Ellie Wilson also emphasised how these changes would disproportionately affect Aboriginal and Torres Strait Islander peoples and poor people as they are “more likely to experience domestic and sexual violence…more likely to have diminished capacity to physically report due to lower levels of English literacy and access to digital devices required to report…[and] are at a higher risk of economic insecurity and homelessness when escaping unsafe households.”

Previously, victim-survivors have been assisted by state entities to gather records as evidence to support a claim which would then be filed by experienced support workers. Now, some victim-survivors may give up on applying for Victims Support altogether because searching for evidence themselves is costly and can lead to re-traumatisation.

Alysha, a survivor of sexual assault who has accessed the Victim’s Support Scheme, spoke about her experiences of trauma and memory loss which would make it impossible to get help without the assistance that had been provided under the previous framework. She stated that the changes are not about streamlining the service but are really about “saving a bit of money by raising the access barrier and locking people like me out.”

“Making it harder for victims to access support will kill people. I know this, you all know this, the Government knows this.
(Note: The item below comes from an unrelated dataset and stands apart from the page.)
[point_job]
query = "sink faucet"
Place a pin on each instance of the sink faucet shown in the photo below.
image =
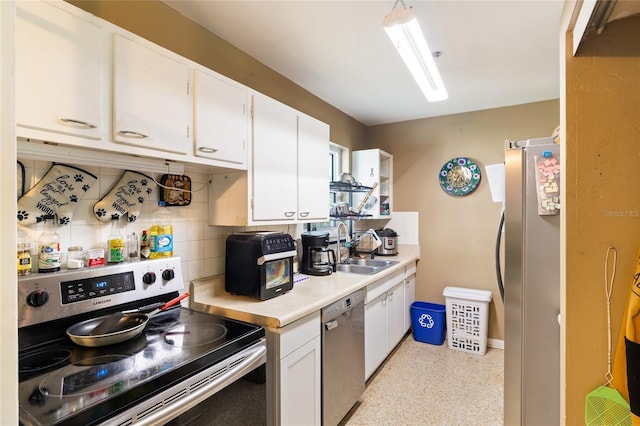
(346, 235)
Victim-survivors and the sector that supports them have been telling the Government this for months.”

USyd SRC Sexual Harassment Officer Kimmy Dibben echoed that “bureaucracy and profits are put before survivor support” both on campus where management has done little to combat sexual violence at the colleges, and off campus with these changes to the Victims Support Scheme.

“Cuts like these today, alongside changes which put the onus onto survivors to seek their own justice, take from the pockets of community support, and put it into over-funded police systems.”

USyd SRC Education Officer Jazzlyn Breen commented on how these changes are the manifestation of a system that is unjust to its core. 

“This policy continues to ingrain the focus of dealing with violent acts on the carceral system—a focus on proof of crime rather than support for survivors, a bar that must be reached before the law will validate your experience.”

“I want to build a world based on restorative justice and the abolition of the violence of the carceral system. Policies like these do nothing to build a world that works for our communities.”